去年のお正月は、まだ私が人気者だった頃。
クラスの人からの年賀状が半端じゃなかった。
それに比べて今年は――。
たったの六枚だ。去年(昨日まで)の私は、
やっぱりたくさんの人に好かれてはいなかった。
年賀状の枚数はその目に見える証拠だ。
「気にしなくていいじゃんか、別に。
明日から来るかもしんないし。
お父さんなんかなぁ、
中学の頃の友達はみんな字書くのが嫌いで、
年賀状なんて出さなかったからな。
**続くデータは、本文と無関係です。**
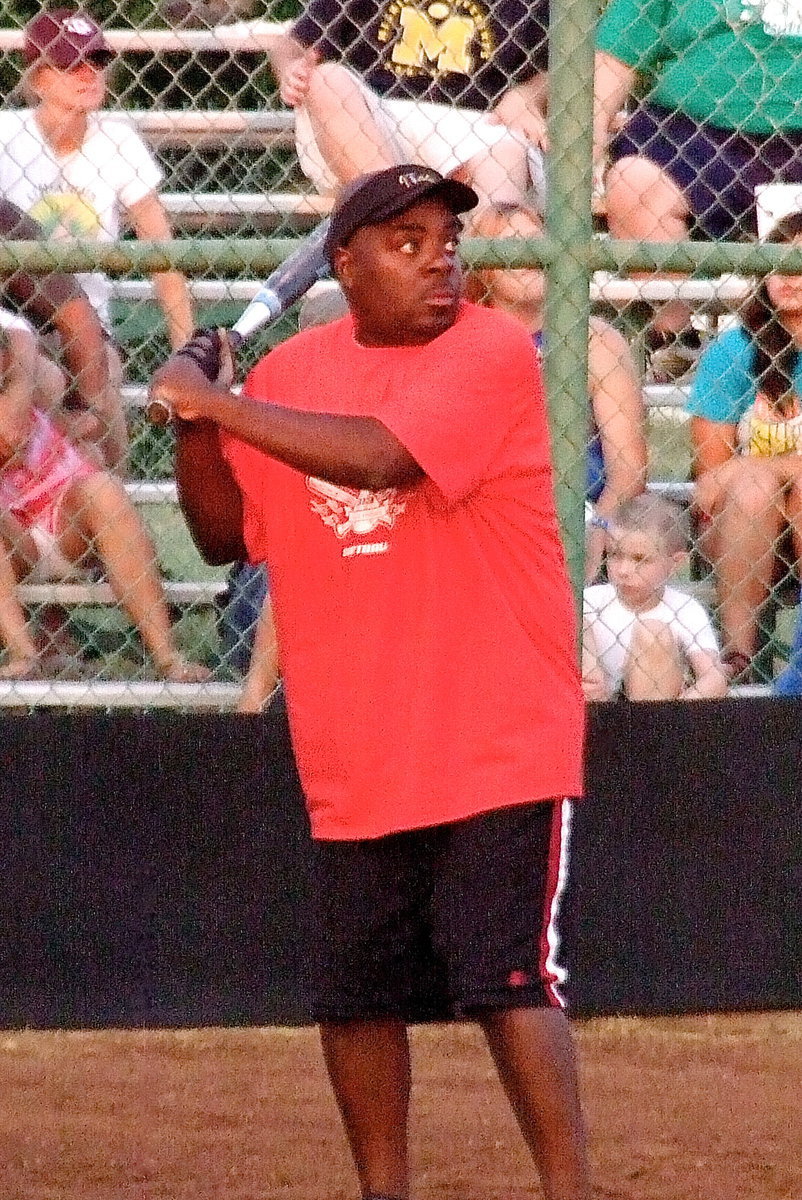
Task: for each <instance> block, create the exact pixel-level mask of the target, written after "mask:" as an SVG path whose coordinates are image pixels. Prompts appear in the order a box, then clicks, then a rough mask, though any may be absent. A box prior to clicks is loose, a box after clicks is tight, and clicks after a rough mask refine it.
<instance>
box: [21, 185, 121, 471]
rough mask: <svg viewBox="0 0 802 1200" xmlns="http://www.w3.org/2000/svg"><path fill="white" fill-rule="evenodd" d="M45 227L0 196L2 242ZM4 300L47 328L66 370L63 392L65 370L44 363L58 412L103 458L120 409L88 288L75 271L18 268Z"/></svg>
mask: <svg viewBox="0 0 802 1200" xmlns="http://www.w3.org/2000/svg"><path fill="white" fill-rule="evenodd" d="M41 235H42V230H41V229H40V227H38V226H37V224H36V222H35V221H31V220H30V217H26V216H25V214H24V212H22V211H20V210H19V209H18V208H17V205H16V204H12V203H11V202H10V200H6V199H4V198H0V236H1V238H2V239H4V240H7V239H11V240H14V241H18V240H20V239H22V240H25V241H35V240H36V239H37V238H41ZM2 298H4V304H8V305H10V306H12V307H14V308H16V311H18V312H19V313H20V314H22V316H24V317H25V318H26V319H29V320H31V322H32V323H34V325H35V326H36V329H37V330H38V331H40V332H43V331H48V336H49V343H50V346H52V347H53V349H54V350H55V352H58V354H59V358H60V361H61V365H62V366H64V368H65V370H66V372H67V377H68V386H67V390H66V392H65V389H64V379H62V376H61V372H60V371H59V370H58V367H55V365H54V364H47V362H44V361H42V362H41V370H42V371H50V372H52V373H54V374H53V378H54V380H55V382H54V383H53V385H52V386H50V388H49V389H48V395H49V396H50V398H52V403H53V404H54V406H55V407H56V408H58V409H59V416H60V419H61V420H62V421H64V422H68V426H70V437H71V438H72V439H73V440H76V442H80V443H82V445H83V446H84V449H85V450H86V451H88V452H90V454H91V455H92V457H96V458H97V461H98V462H103V461H104V456H103V450H102V448H104V446H107V445H109V444H114V443H115V442H116V438H118V434H116V430H115V420H116V413H115V410H112V412H109V408H108V396H109V374H108V360H107V356H106V346H104V335H103V329H102V326H101V324H100V320H98V319H97V314H96V313H95V310H94V308H92V307H91V305H90V304H89V300H88V299H86V295H85V293H84V290H83V289H82V287H80V284H79V283H78V281H77V280H76V277H74V276H72V275H64V274H62V272H60V271H52V272H50V274H49V275H41V276H34V275H30V274H28V272H25V271H14V274H13V275H11V276H8V278H6V280H4V284H2Z"/></svg>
」
父が言った。
「ちょっと!
それ自慢になってない。」
母が父の肩をバシッと叩いた。
そして、私の方を見て、にこりと笑った。
「大丈夫だよ。
関係がある人全員から年賀状が来るわけじゃないんだから。
あ、中栄さんから来てるんじゃない?」
すると、兄が私の年賀状の束を奪った。
「うっそ!
映画監督だろ?
おまえすごくね?
俺、有名人から貰ったことねぇし!」
兄はウーパーからの葉書を抜いて、
隅から隅まで読み出した。
本当は私に届いたのに。
「つか……おまえ、担任の先生以外、男からしか来てねぇぞ!
何だよ?
すげぇじゃん!」
私の年賀状をしっかりと読む兄。
大きくなっても、
やっぱり『幼稚』なお兄ちゃんなんだな、と思う。
「ねぇ、読ましてよ。
っていうか、部屋でゆっくり読みたい!
……じゃぁ、十五分ほど二階に行きまぁす!
では!」
私は兄から年賀状の束を奪い返し、
手をパーにしてから階段を上がった。
「空気読めないやつだなぁ。」
兄がそう叫んでいたが、聞こえないフリをした。